The heart of it, Valens thought, and glanced over his shoulder at Georges. “Love,” he said. “Do you think I would ever take chances that I didn't share?”
Georges took a long swallow of his drink and set it down on the counter, where he stared at it for a moment before he answered. “No,” he said. “Come on. Let's go to bed.”
6:30 AM
Thursday 9 November, 2062
Bloor Street
Toronto, Ontario
Elspeth's skin was soft as brushed cotton, the curve of her hip fitting the palm of his hand as if made to go there. She leaned forward, stretched as luxuriantly as a cat, and spread her weight across his chest. “Ow,” she said, as he reached to pull the covers over her shoulders.
“Ow?”
“Bit my lip.”
It was still barely dawn outside the window, but he heard the smile in her voice. “I could kiss it better.”
She laughed like a much younger woman. “You're welcome to. How's Jenny doing?”
He let that hand slide up her waist, across her back. Considered the complexity of emotions that touch raised in him, the softness of her flesh, the cleverness in her hips and wit and fingers. I could find myself in an awful lot of trouble if I'm not careful here. “Better than I expected. If you're asking—”
She shivered at the touch, pressing her body against his. “Gabe, you couldn't hide that if you wanted to. Trust me, everybody east of Lake Superior has it figured out: you touch her and she just about glows.”
“I don't want to hurt you, Ellie.”
A deeper shiver. “Would it help if I told you I wouldn't let you?”
“Would you be lying?” Water ran in the bathroom, Genie's door banging open to the accompaniment of Leah's sleepy complaints. He would have thought the girls would be begging to stay home from school. I wonder if it's a plot. Then he chuckled softly. They're becoming teenagers. Everything is a plot.
“Gabe.” Her small hand on his face. Toes curling beside his thighs, she lifted herself and shifted her weight, slid to the side to lie curled in the crook of his arm. Her hair was wiry, dark as a black sheep's wool — and falling straight tonight. It had been like rivers of black water in his hands. She must have ironed it before he and Jenny got home. “I don't know. I was never good at commitments. Or risks. And this is complicated, and — I figured I was going to spend the rest of my life in a box. You decide to let go of things.”
What would you do if you had to choose? He wasn't ready to answer that, but it led him to an easier question. “Ellie. Do you think this can work?”
She chuckled and rubbed her cheek against his shoulder. “My official medical opinion?”
“Yeah.”
“You never know until you try.” The shower cut off. A door opened. Water started running again. “You should have gotten a two-bath apartment.
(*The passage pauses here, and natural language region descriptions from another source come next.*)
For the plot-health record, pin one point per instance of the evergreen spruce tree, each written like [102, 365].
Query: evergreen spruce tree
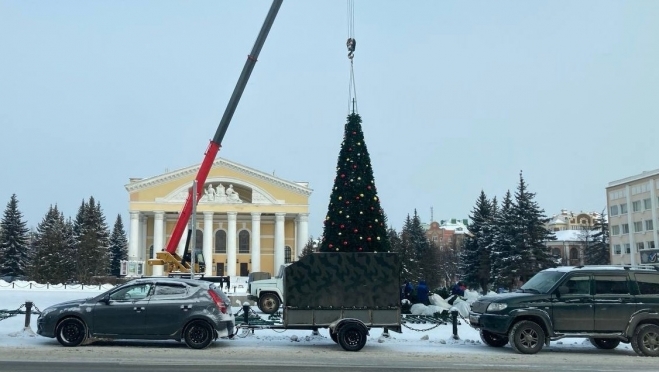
[14, 241]
[50, 259]
[93, 242]
[404, 257]
[423, 253]
[118, 247]
[598, 252]
[504, 257]
[355, 222]
[532, 235]
[474, 266]
[485, 240]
Have you thought about what you're going to tell the girls?”
He groaned. “The doctor believes it would be nonconstructive to just pretend there's nothing going on.”
She bit. “She seemed unhappy when she left.”
“Leah?”
“Jenny.”
“No, she didn't seem happy.” And that was half the tightness in his chest right there. “She seemed scared.”
“Call her.”
“What if she wants to be left alone?”
Elspeth raised her head from his shoulder, rising light catching in the gold-green bands of her irises. “Then she won't answer the phone.”